Я боюсь кузнечиков. Когда колоски пырея доставали почти до коленок, а в густых одуванчиках возле дома путались ноги в растоптанных сандалиях, девочка в ситцевом сарафане бегала в траве, а из-под ног с тихим стрекотанием взмывали в воздух фонтанчики. Нужно было разглядеть, где приземлился самый шумный из них и, тихо, на цыпочках, стараясь не шевелить высокие стебли, подобраться к затаившемуся серо-зелёному прыгуну. Ладони лодочкой, быстрое движение — и перепуганное существо уже щекочет шершавыми лапками сжатые ладони. Можно, зажав двумя пальцами его складные длинные ножки, долго рассматривать круглые, выпуклые, с солнечным зайчиком внутри, глаза, так похожие на янтарный кулон, что обычно лежит в ложбинке на маминой шее. А можно поиграть в новую забаву — отыскать среди облупившейся фасадной плитки щёлку побольше, посадить туда свою добычу и залепить дырочку кусочком пластилина, оставив небольшой проём. Теперь он мой. Пусть сидит в своём домике и смотрит, как ловко я уворачиваюсь от резинового мяча, играя в «выбивного» и теряя на бегу сандалии. И как бесстрашно перепрыгиваю через высокую трубу, спасаясь от «квача».

Ну что, ты видел? Девочка отлепляет затвердевший пластилин… Блестящие рыжие муравьи почти полностью скрыли под собой кузнечика, деловито снуют по его телу, зажатому в тесной щели и лишённому возможности к сопротивлению, и лишь изредка вздрагивающему в предсмертных судорогах. Что я наделала! Вскочить, закричать, убежать!.. Девочка медленно встаёт на ноги, поворачивается спиной к стене, ставшей последним убежищем её пленника и, сдерживая волну ужаса и отвращения, толкающую её в спину, медленно идёт к стайке своих шумных подружек. Ей кажется, что янтарные глаза с гаснущими звёздочками смотрят в упор на её, вмиг ставшую липкой, спину, на скатывающуюся между острыми лопатками капельку… Я боюсь кузнечиков.

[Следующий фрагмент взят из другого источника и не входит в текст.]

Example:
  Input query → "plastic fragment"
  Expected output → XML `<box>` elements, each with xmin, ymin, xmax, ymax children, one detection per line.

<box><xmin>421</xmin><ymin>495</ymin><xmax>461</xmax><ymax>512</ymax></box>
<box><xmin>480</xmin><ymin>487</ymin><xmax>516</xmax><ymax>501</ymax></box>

Сколько ему было — сорок? сорок пять? Ляля, попавшая в этот пионерлагерь вожатой после второго курса пединститута, не задумывалась о его возрасте, посмеиваясь про себя над энтузиазмом лысоватого дядечки в неизменной футболке с надписью «Молодая гвардия». Старший пионервожатый лагеря самолично вёл утреннюю зарядку, демонстрируя выстроившимся на плацу мальчишкам и девчонкам загорелый мужской животик, мелькавший под выбившейся из брюк майкой и явно мешавший ему выполнять сложноватые движения новомодной гимнастики «ушу». Лялька зевала в кулак и тихо радовалась тому, что уже вышла из пионерского возраста и может, прислонившись к корявому стволу клёна, лодырничать на зарядке, ограничиваясь покрикиваниями на долговязых оболтусов из своего отряда.

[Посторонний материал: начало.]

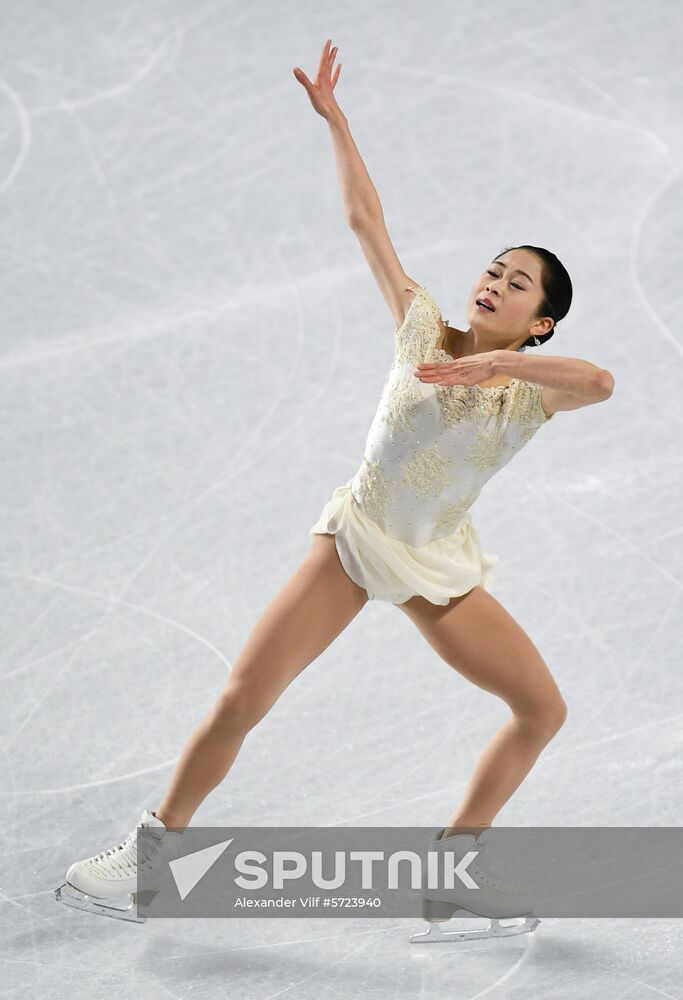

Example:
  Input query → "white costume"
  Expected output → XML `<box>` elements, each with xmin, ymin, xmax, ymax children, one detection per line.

<box><xmin>309</xmin><ymin>285</ymin><xmax>552</xmax><ymax>604</ymax></box>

Лысоватый дядечка оказался удивительным рассказчиком. Старшие отряды со своими вожатыми были отправлены на экскурсию в город. Когда экскурсовод в историческом музее заговорила о Котовском, он вдруг вставил реплику, потом ещё, а потом увлёкся. И через пару минут экскурсовод уже досадливо молчала в сторонке, а он говорил и говорил… В какой-то момент его взгляд зацепился за Лялькин. У него были выпуклые желтовато-коричневые глаза, и он уже не отводил взгляда, рассказывая о биндюжниках и контрабандистах, о Котовском и катакомбах будто бы только ей одной. Так и прошли они весь музей — глаза в глаза, словно связанные какой-то нитью, в окружении примолкших и заслушавшихся старшеклассников и вожатых. В конце экскурсии он вдруг смутился, извинился перед слегка обиженным экскурсоводом и спрятал свои янтарные глаза и разгоревшиеся в них звёздочки. А Ляльке вдруг захотелось узнать, какие на вкус его обветренные губы…

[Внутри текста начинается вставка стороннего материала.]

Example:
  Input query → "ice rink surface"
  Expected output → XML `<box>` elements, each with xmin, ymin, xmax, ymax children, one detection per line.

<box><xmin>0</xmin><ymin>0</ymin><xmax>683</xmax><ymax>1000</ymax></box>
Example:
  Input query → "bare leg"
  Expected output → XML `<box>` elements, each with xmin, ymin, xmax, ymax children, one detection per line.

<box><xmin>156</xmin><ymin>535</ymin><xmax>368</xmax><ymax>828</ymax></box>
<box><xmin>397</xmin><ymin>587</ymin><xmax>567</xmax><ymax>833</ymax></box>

Вечером, вернее поздней ночью, когда, наконец, были уложены и оставлены на попечение дежурного разбушевавшиеся после новых впечатлений дети, пионервожатые плясали на вечеринке для сотрудников, отхлёбывая «фанту» из бутылок, в которые ребята втихаря добавили водки. Он стоял в сторонке, наблюдая за ними, улыбался и, наверное, удивлялся чрезмерно бурному веселью. Людка, вожатая второго отряда, подбежала к нему, схватила за руки и чуть ли не силой собралась тащить его в круг танцующих. Лялька вдруг поняла, что ей не всё равно, пойдёт ли он с ней танцевать. Всё ещё виляя бёдрами в такт, она шептала сквозь сомкнутые губы: «Откажи… откажи… откажи…». И он несколько смущённо, но твёрдо отказал. Ляля была почти уверена, что, отказывая, он смотрел в её сторону.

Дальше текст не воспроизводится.